At Centro Academico y Cultural San Pablo we discover secrets, surprises and ancient stones.
An 18th century rosary chapel with contemporary stained glass window designed by Francisco Toledo, the imposing green stone façade mingled with original 16th century adobe, and a gold-leaf altar are only a few of the architectural delights of San Pablo de los Indios, the first Dominican convent in Oaxaca.
Our guide, Janet Chavez Santiago, coordinator of educational programs, described the features and history of this glorious structure. She said there were important surprises found during the excavation for the foundation:
Two female skeletons were uncovered that date from 500 B.C. These are the oldest found in Oaxaca, older than those from Monte Alban I. The women were buried with ceramics of the same style found at Monte Alban, though older.

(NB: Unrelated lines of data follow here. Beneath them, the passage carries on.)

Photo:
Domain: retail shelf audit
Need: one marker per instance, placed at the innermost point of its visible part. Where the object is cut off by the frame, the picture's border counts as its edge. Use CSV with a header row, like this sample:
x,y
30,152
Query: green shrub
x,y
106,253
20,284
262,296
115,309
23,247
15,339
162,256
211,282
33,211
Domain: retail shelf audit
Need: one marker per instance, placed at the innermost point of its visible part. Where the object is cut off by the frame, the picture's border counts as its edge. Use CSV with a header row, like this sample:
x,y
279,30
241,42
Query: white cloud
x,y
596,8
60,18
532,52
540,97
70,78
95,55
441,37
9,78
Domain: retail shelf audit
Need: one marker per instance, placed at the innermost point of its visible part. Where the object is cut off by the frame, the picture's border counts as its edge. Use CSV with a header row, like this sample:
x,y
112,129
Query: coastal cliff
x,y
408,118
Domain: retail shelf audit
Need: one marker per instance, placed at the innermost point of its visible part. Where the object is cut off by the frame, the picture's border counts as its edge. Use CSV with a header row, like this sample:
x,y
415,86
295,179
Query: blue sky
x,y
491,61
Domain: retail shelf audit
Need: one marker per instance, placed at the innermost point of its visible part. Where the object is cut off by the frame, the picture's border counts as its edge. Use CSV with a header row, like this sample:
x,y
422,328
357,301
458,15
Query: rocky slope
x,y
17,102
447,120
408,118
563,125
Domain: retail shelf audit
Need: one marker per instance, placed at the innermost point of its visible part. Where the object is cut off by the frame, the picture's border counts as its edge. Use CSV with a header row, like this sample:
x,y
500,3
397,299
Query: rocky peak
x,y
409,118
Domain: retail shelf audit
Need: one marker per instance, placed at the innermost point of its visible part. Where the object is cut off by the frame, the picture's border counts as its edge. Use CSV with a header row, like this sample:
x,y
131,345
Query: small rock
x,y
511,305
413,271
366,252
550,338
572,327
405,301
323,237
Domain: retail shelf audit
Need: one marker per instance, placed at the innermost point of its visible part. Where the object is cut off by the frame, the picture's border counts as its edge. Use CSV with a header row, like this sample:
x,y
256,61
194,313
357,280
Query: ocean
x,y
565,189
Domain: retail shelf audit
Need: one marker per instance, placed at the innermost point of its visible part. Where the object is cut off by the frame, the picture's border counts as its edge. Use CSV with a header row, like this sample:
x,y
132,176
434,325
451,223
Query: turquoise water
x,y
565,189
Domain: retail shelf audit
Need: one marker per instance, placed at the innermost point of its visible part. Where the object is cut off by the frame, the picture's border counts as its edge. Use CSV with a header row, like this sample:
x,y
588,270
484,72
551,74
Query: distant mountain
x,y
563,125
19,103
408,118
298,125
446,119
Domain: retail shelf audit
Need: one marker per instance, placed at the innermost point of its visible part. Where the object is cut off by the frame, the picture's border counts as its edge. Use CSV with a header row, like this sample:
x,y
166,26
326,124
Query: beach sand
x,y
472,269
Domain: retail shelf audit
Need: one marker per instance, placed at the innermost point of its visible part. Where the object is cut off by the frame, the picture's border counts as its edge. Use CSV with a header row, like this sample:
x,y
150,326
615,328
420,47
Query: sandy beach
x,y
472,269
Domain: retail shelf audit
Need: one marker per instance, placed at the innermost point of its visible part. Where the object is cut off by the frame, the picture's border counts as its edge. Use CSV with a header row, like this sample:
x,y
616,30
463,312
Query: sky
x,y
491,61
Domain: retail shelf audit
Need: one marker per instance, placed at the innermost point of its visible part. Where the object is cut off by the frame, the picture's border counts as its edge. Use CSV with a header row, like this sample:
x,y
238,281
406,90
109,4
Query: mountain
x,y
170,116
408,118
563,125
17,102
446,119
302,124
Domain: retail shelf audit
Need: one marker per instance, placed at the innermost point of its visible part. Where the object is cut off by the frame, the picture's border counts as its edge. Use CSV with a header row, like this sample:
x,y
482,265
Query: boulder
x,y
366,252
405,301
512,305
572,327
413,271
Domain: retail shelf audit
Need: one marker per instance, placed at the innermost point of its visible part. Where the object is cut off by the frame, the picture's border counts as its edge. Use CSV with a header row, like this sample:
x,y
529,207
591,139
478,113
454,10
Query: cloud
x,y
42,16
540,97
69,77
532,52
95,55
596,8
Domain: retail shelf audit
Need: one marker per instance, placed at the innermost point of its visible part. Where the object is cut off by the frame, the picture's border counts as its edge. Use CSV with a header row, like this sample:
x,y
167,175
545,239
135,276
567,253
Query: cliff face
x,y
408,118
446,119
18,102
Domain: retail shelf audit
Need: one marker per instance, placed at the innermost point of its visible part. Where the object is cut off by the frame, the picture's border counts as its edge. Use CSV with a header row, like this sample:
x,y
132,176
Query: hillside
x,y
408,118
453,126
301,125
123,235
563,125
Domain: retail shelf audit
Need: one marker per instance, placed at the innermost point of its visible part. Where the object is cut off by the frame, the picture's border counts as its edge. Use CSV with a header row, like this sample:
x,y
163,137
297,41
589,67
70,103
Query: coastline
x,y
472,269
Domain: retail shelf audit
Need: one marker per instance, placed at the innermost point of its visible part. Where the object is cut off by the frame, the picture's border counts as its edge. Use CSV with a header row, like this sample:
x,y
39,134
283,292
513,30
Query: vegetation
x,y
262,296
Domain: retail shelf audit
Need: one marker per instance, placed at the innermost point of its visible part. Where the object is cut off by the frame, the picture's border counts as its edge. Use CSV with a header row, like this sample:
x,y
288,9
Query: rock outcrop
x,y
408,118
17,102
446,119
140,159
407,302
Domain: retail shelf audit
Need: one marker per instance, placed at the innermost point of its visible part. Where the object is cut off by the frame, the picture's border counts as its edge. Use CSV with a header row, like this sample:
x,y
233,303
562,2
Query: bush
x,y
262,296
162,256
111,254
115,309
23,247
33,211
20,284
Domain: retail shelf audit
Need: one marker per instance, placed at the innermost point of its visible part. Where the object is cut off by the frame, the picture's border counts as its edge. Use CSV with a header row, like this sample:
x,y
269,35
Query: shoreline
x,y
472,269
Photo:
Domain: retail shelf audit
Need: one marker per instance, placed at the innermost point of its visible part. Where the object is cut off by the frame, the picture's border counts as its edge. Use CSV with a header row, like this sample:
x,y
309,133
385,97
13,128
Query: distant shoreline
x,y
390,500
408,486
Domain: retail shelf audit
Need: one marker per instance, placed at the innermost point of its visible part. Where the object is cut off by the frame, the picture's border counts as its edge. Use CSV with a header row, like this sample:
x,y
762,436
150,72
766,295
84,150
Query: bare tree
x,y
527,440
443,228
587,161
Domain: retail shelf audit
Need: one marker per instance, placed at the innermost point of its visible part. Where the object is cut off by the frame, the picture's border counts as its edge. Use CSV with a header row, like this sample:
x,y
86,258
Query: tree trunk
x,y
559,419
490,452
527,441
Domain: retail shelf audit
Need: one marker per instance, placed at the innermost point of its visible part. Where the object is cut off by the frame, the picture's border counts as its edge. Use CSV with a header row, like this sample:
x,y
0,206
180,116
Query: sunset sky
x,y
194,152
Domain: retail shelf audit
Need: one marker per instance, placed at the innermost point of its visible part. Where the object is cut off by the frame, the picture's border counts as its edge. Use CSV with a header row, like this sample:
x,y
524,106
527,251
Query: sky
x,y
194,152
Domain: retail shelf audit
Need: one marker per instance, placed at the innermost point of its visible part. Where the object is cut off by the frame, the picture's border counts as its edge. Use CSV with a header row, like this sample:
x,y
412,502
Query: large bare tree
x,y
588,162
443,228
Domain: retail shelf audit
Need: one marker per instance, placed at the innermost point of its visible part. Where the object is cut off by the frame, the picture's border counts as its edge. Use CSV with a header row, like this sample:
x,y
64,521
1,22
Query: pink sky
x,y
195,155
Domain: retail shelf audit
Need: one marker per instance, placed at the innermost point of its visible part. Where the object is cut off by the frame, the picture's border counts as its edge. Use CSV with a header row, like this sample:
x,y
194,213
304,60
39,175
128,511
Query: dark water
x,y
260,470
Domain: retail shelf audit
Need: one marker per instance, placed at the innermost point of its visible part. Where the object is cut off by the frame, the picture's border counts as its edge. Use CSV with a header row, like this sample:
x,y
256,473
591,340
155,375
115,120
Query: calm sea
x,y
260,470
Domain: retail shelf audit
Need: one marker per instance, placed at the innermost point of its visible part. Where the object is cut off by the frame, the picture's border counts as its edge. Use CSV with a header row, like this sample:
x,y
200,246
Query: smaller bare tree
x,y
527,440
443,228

Every convent has a fountain, Janet says. The location was evident but the design of the original fountain was illusive, so architect Mauricio Rocha created a symbolic water feature out of obsidian, a native Mexican stone.
In the main patio, the outline of a doorway framed by ruffled stone, was the opening to Benito Juarez University, which was known as Instituto des Artes de Oaxaca.
Later, Janet would show us where Benito Juarez, director of the institute, later president of Mexico and leader of the reformation, had his offices. At the entrance, there are two layers of painting: 17th century frescoes and grafitti and 19th century wallpaper.
The main patio area, called the sala capitula, is where the Dominicans assembled to govern the convent. Architects wanted to go down to the original floor and as they did, they found a large rock and river stones. As they kept excavating they uncovered a Zapotec temple foundation that was the same age as the bone discoveries. Archeologists who were brought in to examine the materials believe the city was an indigenous religious center that pre-dates the famed mountaintop site.
The beauty of San Pablo is more than skin deep. It takes us back to the origins of Oaxaca and it is not too difficult to imagine life as it might have been then. The convent is dedicated to the cultural and linguistic diversity of the state and preserving the traditions and language of its indigenous people. Originally, it was the only convent to serve the indigenous population.
As Janet explains the language of the stones used in the original structure (flat and hand hewn) and the later restorations, she also tells us that one of her primary goals is to teach Zapotec (Tlacolula valley dialect) to anyone who is interested. She hopes the courses will begin in May 2012.
As we leave, we take one last glimpse at the imposing green glass wall that surrounds and protects the library archives. We marvel at this architectural masterpiece that so consciously and sensitively blends past with present and future to keep the dream of cultural continuity alive.
Footnote: Originally, the entrance to San Pablo faced toward the Zocalo and was framed by a large patio. There were three alleyways open to access it. Over the years, these alleyways were closed off and the patio disappeared as the Dominicans sold off property to pay to restore the church bell tower and other damage during a major 18th century earthquake. That’s when private homes and the Macedonio Alcala Theatre were built. San Pablo was last used as a hotel when the Alfredo Harp Helu Foundation purchased it in 2005. The restoration began in 2006, totally supported by the Foundation.